If the places where mould would tend to thrive (undersides not exposed to/less exposed to light) aren't given the opportunity to dry out, then unfortunately, yes, the mould will occur. Where was the mould actually found? The wood, the soil...? I'm assuming you're using a tort table. If so, is your wood sealed, aka, waterproof? As for the spider plant, is it real or artificial? I'll guess real, in which case cease putting too much water/mist on it, and if you do, keep to the roots of the plant. Make sure your light sources are warm enough, and keep any darker, damper areas clean. 
I wouldn't know for geckos as not sure of their enclosure and environment, unfortunately.
I don't know if mould is really that harmful, maybe identify the type of mould and do some research.
I don't think it can be good, especially in the long-term, though.


----------



## Yvonne G (Jul 20, 2017)

It was probably a little bit of let over food. Mold grows on rotting material - food, poop, etc.


----------



## Sterant (Jul 20, 2017)

I see the exact thing from time to time and its always on a small piece of food or waste....I have never seen mold on the coco coir itself.


----------



## JaySparks (Jul 20, 2017)

Yvonne G said:


> It was probably a little bit of let over food. Mold grows on rotting material - food, poop, etc.

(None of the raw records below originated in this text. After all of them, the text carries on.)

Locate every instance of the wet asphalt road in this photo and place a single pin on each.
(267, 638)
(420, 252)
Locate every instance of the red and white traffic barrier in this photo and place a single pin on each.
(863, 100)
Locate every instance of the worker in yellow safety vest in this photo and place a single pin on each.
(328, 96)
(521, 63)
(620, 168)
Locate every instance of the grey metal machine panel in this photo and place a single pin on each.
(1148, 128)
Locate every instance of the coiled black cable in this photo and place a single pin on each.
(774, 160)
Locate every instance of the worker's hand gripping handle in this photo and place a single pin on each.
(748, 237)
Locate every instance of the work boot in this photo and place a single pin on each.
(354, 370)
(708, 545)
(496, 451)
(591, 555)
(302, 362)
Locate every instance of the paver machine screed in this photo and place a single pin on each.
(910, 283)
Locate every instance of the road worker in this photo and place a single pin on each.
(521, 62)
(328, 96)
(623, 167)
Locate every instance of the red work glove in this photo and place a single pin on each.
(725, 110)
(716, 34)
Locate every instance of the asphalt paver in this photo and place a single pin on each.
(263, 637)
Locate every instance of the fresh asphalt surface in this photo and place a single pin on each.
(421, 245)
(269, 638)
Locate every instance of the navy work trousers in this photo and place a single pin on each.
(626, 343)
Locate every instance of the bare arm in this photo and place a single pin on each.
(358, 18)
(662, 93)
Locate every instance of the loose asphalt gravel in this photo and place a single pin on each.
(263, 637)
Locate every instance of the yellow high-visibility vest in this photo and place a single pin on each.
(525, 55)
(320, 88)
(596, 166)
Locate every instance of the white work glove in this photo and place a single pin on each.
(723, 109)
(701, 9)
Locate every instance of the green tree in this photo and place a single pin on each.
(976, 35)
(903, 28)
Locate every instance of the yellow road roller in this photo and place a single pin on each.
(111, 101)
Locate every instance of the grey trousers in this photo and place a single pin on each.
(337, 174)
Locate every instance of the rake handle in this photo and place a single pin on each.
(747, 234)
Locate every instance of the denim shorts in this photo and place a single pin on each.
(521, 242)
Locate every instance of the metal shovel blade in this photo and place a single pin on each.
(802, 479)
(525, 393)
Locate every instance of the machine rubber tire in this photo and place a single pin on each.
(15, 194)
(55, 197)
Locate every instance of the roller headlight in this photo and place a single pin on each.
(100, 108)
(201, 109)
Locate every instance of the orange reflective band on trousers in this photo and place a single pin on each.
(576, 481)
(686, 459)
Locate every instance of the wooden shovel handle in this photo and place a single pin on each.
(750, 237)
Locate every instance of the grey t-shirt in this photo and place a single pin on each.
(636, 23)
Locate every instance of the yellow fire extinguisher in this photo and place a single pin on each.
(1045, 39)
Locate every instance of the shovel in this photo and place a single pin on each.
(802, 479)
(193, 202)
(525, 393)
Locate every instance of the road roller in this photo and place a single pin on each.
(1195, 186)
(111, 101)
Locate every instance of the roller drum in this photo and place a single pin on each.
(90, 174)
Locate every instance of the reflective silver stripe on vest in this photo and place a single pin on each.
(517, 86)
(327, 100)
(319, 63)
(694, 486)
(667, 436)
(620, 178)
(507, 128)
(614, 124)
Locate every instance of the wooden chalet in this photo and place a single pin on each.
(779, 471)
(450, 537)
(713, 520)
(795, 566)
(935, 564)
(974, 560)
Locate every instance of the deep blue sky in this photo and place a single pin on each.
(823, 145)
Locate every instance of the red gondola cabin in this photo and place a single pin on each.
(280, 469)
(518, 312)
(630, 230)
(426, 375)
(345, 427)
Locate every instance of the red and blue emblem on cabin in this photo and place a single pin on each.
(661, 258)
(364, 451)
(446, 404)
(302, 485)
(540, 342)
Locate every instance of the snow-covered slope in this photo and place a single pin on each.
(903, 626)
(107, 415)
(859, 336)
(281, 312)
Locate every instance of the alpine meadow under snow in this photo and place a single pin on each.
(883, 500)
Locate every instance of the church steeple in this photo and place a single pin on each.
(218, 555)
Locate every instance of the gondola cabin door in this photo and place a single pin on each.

I will add the springtails as they love to eat mold.


----------



## JaySparks (Jul 20, 2017)

otisthetortoise said:


> I'm no expert, but sounds like the enclosure's damp environment is causing the mould to grow.
> If the places where mould would tend to thrive (undersides not exposed to/less exposed to light) aren't given the opportunity to dry out, then unfortunately, yes, the mould will occur. Where was the mould actually found? The wood, the soil...? I'm assuming you're using a tort table. If so, is your wood sealed, aka, waterproof? As for the spider plant, is it real or artificial? I'll guess real, in which case cease putting too much water/mist on it, and if you do, keep to the roots of the plant. Make sure your light sources are warm enough, and keep any darker, damper areas clean.
> I wouldn't know for geckos as not sure of their enclosure and environment, unfortunately.
> I don't know if mould is really that harmful, maybe identify the type of mould and do some research.
> I don't think it can be good, especially in the long-term, though.


I found it on the soil at the top


----------